La démarche du croisement des savoirs a été initiée par ATD quart monde à la fin des années 1990 dans le sillage de deux programmes de recherche action. L’idée centrale : associer dans la lutte contre la précarité les regards des personnes concernées à ceux des universitaires et des professionnels.
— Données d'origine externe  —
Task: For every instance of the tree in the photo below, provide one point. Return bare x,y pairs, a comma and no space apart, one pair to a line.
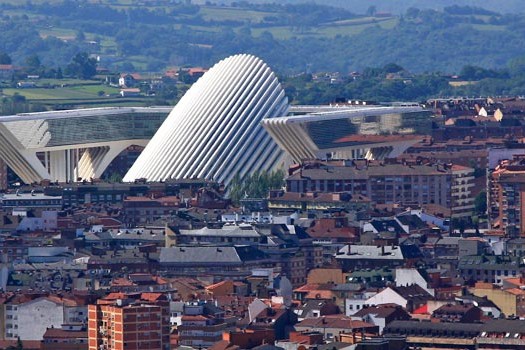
82,66
480,204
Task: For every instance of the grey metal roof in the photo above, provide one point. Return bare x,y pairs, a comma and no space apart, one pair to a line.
188,255
357,252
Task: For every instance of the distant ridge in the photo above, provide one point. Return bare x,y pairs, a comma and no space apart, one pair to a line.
400,6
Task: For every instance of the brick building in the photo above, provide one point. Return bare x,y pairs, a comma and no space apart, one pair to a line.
122,322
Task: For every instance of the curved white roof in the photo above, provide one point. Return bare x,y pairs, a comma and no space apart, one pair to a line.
214,131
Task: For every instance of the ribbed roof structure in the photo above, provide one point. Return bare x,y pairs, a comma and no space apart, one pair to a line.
214,132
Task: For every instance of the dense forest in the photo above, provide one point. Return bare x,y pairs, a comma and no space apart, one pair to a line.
291,38
400,6
419,54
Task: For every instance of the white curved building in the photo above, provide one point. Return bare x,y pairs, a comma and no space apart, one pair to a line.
214,132
73,144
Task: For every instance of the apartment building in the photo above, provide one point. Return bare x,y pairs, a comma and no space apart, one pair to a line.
388,183
120,322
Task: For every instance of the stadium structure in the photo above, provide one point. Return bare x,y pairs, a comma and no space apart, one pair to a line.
74,144
215,131
233,121
349,131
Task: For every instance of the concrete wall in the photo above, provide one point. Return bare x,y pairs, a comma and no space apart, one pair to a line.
35,317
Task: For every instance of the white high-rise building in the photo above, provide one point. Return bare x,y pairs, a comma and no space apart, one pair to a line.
215,131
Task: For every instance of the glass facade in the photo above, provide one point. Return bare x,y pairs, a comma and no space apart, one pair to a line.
52,132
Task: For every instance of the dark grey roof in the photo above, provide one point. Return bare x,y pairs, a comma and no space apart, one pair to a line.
209,255
504,326
435,328
226,231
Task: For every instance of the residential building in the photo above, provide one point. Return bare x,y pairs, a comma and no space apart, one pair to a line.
332,327
120,322
387,183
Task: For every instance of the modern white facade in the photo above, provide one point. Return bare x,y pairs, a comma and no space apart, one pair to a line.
68,145
348,131
214,132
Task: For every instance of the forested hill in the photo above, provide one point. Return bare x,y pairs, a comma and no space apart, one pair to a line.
129,36
400,6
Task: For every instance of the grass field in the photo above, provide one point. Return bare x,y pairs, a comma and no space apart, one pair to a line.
233,14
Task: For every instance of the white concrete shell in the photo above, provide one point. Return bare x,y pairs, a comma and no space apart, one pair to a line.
73,144
214,132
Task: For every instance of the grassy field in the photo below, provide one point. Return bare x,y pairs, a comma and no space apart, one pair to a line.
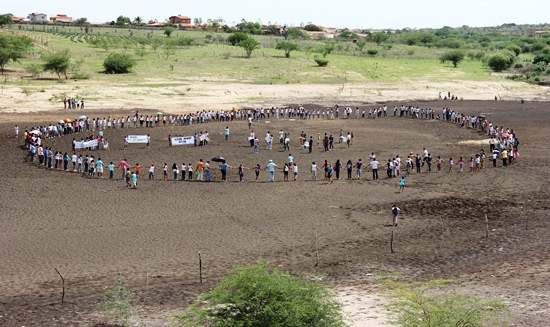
213,61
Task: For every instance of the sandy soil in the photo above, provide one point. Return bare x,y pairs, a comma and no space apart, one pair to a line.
198,95
91,230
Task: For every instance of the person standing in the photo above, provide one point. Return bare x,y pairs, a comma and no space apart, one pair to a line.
337,167
359,165
271,168
314,169
152,172
207,171
374,167
395,213
111,170
200,170
223,170
123,165
99,165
Faire « dialoguer » ces trois savoirs dans le but de produire « une connaissance et des méthodes d’actions plus complètes et inclusives ». Vingt-cinq ans plus tard, la dynamique a essaimé dans la santé, l’éducation, mais aussi l’action sociale.
Dans les Pyrénées-Orientales, elle a infusé les pratiques pédagogiques de l’Institut régional du travail social (IRTS) de Perpignan depuis une dizaine d’années déjà. « On voulait permettre aux futurs professionnels de prendre davantage en compte les savoirs des personnes, pour mieux co-construire avec elles, explique Elsa Piou, cadre pédagogique. On s’est rendu compte que cela ne questionnait pas seulement les étudiants, mais aussi, nous, formateurs, qui avons été amenés à penser des interventions autrement. »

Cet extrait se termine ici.